The data processing was done through a pipeline (algorithm) built by Xiaowei Song, a Northwestern researcher, and verified by Dr. Todd Parrish in the Radiology Department of Northwestern University. After slice timing correction and realignment, functional images were coregistered to the structural images and transformed into MNI standard space (Montreal Neurological Institute). The images were then smoothed using a 6 mm FWHM Gaussian kernel detrended, and bandpass filtered from 0.01 to 0.08 Hz. Images with greater than 0.5 mm of frame-wise displacement (FD) or larger than 50 volume to volume variation (DVARS) were discarded. Nuisance variables were regressed out of the time course, including 24 motion parameters, white matter signal, and cerebrospinal fluid signal. The pipeline consists of a series of three analyses. In the anatomical analysis, only animage of the head should remain in the image and no other artifacts or parts of the body. The skull strip analysis “cuts” out the brain tissue from the other tissues found in the head. The brain tissue was carefully outlined it so that when running other analyses, only data from the brain would be under consideration. Lastly, normalization/overlap was used to warp the patients’ brain images into a template brain, or an “average” human brain, created by averaging images from over 100 people with the same conditions as the patients used in this study. The results of the analyses in the pipeline can be seen in Figure 1.


From each subject’s normalized anatomical rs-fMRI data, the left and right caudate and putamen were identified using the automated anatomical labeling (AAL) brain template and defined as seed regions of interest (ROI). The locations of these ROIs can be seen in Figure 2. Using seed-based voxel-wise analysis, an average time course was extracted for each seed ROI and correlated with the time courses of other ROIs to determine a correlation value, then Fisher Z transformed into Z values. Z values were correlated with UPDRS-III sub-scores taking into account the effect of the age, sex, on/off PD medication, MoCA, and site of acquisition using statistical functions in MATLAB®.
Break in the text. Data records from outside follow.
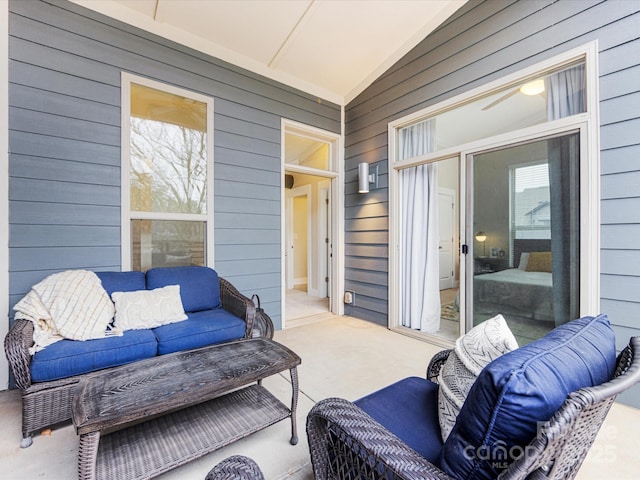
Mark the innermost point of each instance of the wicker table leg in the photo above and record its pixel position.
(87, 455)
(294, 405)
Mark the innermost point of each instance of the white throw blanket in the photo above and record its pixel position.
(72, 304)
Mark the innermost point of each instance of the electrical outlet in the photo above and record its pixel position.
(349, 297)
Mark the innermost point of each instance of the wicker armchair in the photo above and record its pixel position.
(345, 442)
(237, 467)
Functional connectivity between the left and right caudate negatively correlated with rigidity sub-scores in the UPDRS-III (Figure 3), indicating that decreases in correlation between left and right caudates directly correlates with higher severity in rigidity. This trend was not observed in healthy control subjects. The linear regression analysis test yielded a statistical value of P = 6.76 E-6 (P < 0.05) and a correlation coefficient of R = 0.3630. These values were obtained while taking into consideration the effect of patient age and sex along with the medications those patients had during the image acquisition process, the site of image acquisition, and the Montreal Cognitive Assessment (MoCA) scores on the population studied. Functional connectivity maps from two subjects with different severity of PD are shown in Figure 4. The subject with more severe symptoms of rigidity (UPDRS-III subscore = 6) (A) showed lowered connectivity compared to the subject with a lesser degree of rigidity (UPDRS-III subscore = 4) (B). No correlation was observed between functional connectivity within the left and right putamen and disease severity from the UPDRS-III sub-scores (all P > 0.05).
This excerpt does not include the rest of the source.